Теперь-то я понимаю: в религии для меня, как для человечества почти за всю его историю, всегда было что-то детское и по определению авторитарное. Если говорить конкретно, люди создали ее и посвящали ей жизнь на заре своего развития, в своем «детстве», а я – в своем. При откровенном поощрении религиозного института мое духовное детство обречено было продолжаться до седых волос, как и у моих давних предшественников. Но в долгосрочной перспективе эти прятки в религии не сулят успеха, поскольку не вечна ни одна система, созданная человеком.
Откуда-то во мне, как и в других человеческих существах, есть любознательность, подавить которую невозможно. Видимо, для меня все началось потому, что моя религия усердно побуждала меня читать Библию, и я так и делал. Я прочитал ее всю. И продолжал перечитывать и узнавал то, чему просто не мог поверить. Библейский фундаментализм не выжил, столкнувшись со скрупулезным изучением Библии. Моя любознательность переросла в неутомимое стремление к знаниям. Подобные поиски, характерные также для человеческой жизни, не предвещают ничего хорошего, если речь идет о религии. Накопление знаний разрушило анимизм, но не вызвало смерть самой религии, лишь приблизило потребность в новом религиозном развитии. Богов с горы Олимп в конце концов потеснил расцвет греческой философии. Напомню, Сократу пришлось выпить цикуту по обвинению в том, что он не чтит богов и развращает разум и нравственность юношества. Однако даже логическое мышление Сократа и подобных ему философов, а также гибель Зевса, Посейдона, Купидона, не говоря уже о многих других обитателях горы Олимп, привели не к смерти религии, а к появлению еще одной ее формы. Сначала это были мистические культы, затем началось восхождение христианства.
Новые религиозные системы, в особенности христианство, господствовали в западном мире на протяжении веков. Христианство поддерживало институты контроля, хранящие ключи от рая и ада – папский престол, «божественное право королей», концепцию одной истинной Церкви… Оно отражало яростные атаки ислама в эпоху крестовых походов. Оно слишком долго сопротивлялось вызову, брошенному наукой, ибо держало под контролем образование. Оно заставляло умолкнуть мыслящих критиков, отлучая или убивая их. Вспомним, что еще до Галилея главы христианской Церкви сожгли на костре Джордано Бруно за гипотезу о том, что Земля не является центром Вселенной. Галилей пережил его и установил истину. Такие люди, как Бруно и Галилей, представляли серьезную угрозу для западной религии и способствовали появлению первой трещины в ее авторитете. Но впервые в истории эта трещина привела не к появлению новой формы религии, хотя протестантская Реформация была шагом в этом направлении, а к полному отказу от религии в целом. Я тоже участвовал в этом этапе религиозного путешествия человечества и, возможно, в точности воспроизвел его. Мой переход от пряток в религии к началу критического отношения к ней дался нелегко.

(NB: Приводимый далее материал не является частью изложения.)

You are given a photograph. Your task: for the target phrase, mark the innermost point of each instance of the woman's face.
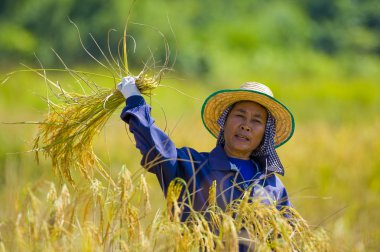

История свидетельствует о том, что и для всего людского рода он был непростым.Моим родителям недоставало интеллектуальной любознательности. Отец закончил лишь среднюю школу, мама не закончила и девяти классов, и они не читали ничего, кроме местной ежедневной газеты, формировавшей и подкреплявшей взгляды нашего городка. Возможно, мама читала также ежемесячные женские журналы вроде «Домашнего очага» – с его «жизнеутверждающими» рассказиками, рецептами и полезными советами по домоводству. Все это определенно не способствовало интеллектуальной любознательности, и моей семье она была чужда.
В школе я, пожалуй, учился чуть лучше среднего, но, конечно, не блистал. Да, в старших классах, с седьмого по девятый, я попал в почетное общество лучших учеников и, должно быть, демонстрировал некоторые способности, однако они не выдержали тягот социального и экономического давления, с которым я столкнулся, заканчивая учебу. В десятом и одиннадцатом классах я был ни то ни се, учился «на троечку». Спортом я не занимался, одежды хорошей у меня не было, машины тоже. По экономическим причинам я не мог участвовать во внеклассных мероприятиях и посещать факультативы. Школа вызывала у меня отвращение, опыт учебы в старших классах деморализовал меня. Вместе с двумя такими же раздолбаями я даже подумывал бросить школу в одиннадцатом классе: мы втроем собирались уйти на флот. Почему мы выбрали именно флот, понятия не имею. Я даже плавать не умел! Остается лишь гадать, как сложилась бы моя жизнь, если бы я действительно осуществил эти планы. Теперь я усматриваю в них соблазнительную возможность не расти и не развиваться, и даже вероятность того, что они стали бы помехой для моего движения по общему для всего человечества пути.